Statenet.com’s Capitol Journal on July 31 summarized a Cleveland Plain Dealer article on Ohio’s liquor operations as follows:
“Ohio, like 17 other states and a couple of counties in Maryland, is what’s known as a ‘control state,’ meaning the distribution of hard liquor within the state’s borders is the exclusive province of the government. That turned out to be a very beneficial arrangement for the Buckeye State this past year, when it sold more booze than it had in any other 12-month period since 1989. According to the Ohio Division of Liquor Control, 9.9 million gallons of the stuff was doled out, generating $638.8 million in sales.
“You could almost hear state officials clinking their glasses over the state’s share of the till, $138 million. ‘Some people look at it as good and bad,’ said superintendent of liquor control Rae Ann Estep, but ‘we’re generating more revenue for the state, and all Ohioans benefit from that whether they drink alcohol or not.’

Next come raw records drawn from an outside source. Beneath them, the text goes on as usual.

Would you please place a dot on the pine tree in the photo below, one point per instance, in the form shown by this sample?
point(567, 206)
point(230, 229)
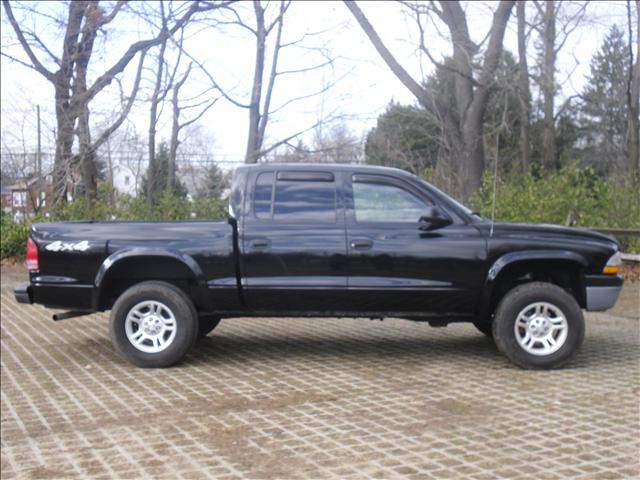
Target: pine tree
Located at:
point(604, 111)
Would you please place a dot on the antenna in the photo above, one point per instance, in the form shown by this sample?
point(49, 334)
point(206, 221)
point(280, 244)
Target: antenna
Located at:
point(495, 183)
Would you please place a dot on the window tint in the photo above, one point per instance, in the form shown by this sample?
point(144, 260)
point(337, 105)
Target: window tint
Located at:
point(376, 202)
point(304, 201)
point(262, 196)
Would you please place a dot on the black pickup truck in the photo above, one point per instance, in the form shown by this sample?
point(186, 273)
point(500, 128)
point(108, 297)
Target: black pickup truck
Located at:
point(327, 240)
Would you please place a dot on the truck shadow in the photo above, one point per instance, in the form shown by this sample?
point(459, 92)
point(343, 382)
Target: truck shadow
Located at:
point(468, 347)
point(249, 348)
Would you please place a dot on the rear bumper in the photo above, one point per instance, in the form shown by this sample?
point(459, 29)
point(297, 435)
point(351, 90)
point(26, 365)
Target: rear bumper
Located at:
point(602, 291)
point(23, 293)
point(76, 297)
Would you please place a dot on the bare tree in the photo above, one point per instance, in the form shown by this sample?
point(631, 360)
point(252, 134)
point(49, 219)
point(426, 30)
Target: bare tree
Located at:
point(524, 94)
point(270, 43)
point(633, 92)
point(472, 93)
point(547, 80)
point(68, 76)
point(555, 23)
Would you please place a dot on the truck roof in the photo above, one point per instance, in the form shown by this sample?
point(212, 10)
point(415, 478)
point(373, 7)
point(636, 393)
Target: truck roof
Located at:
point(324, 166)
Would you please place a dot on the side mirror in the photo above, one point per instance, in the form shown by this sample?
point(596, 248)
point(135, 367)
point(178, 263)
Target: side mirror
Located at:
point(434, 218)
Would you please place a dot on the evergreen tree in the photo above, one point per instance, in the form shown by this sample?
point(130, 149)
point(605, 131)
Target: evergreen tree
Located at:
point(604, 110)
point(159, 172)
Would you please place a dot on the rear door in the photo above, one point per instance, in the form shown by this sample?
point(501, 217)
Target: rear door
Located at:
point(293, 241)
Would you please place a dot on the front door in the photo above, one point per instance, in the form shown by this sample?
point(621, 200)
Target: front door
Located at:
point(293, 242)
point(397, 269)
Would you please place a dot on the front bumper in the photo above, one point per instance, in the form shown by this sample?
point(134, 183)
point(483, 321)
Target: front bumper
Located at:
point(602, 291)
point(23, 293)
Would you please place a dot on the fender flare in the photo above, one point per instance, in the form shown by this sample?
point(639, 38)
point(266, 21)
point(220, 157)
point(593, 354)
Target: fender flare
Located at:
point(140, 252)
point(512, 258)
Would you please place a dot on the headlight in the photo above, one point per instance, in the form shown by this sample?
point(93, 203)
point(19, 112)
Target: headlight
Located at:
point(613, 264)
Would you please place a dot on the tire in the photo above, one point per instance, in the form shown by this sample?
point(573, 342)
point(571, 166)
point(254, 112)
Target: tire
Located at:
point(538, 325)
point(485, 327)
point(206, 324)
point(169, 330)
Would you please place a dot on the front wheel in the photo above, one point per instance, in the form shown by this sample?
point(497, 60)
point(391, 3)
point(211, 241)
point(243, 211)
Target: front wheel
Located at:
point(153, 324)
point(538, 325)
point(206, 324)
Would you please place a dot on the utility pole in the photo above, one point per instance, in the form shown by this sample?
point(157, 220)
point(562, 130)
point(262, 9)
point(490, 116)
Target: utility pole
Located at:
point(39, 159)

“Ohioans aren’t the only ones with something to drink to. Estep said alcohol consumption was ‘up not only in Ohio, but also in the other 18 controlled liquor states.’
“Matthew Ballish, a senior instructor at the Professional Bartending School in Cleveland, tendered one possible explanation for the liquor boom. ‘Vodka-based martinis are on a huge rise because of all of the flavored vodkas out there right now,’ he said. Meanwhile, he added, ‘the old standbys gin and tonic, rum and Coke aren’t going away.’
“A second and equally occupation-centric opinion was offered by psychiatrist Dr. Kenneth Miller, who runs a practice in suburban Columbus. ‘Certainly with economic times and the current conditions of traumatic crises across the world … people tend to seek out ways to calm their anxiety and depression,’ he said.”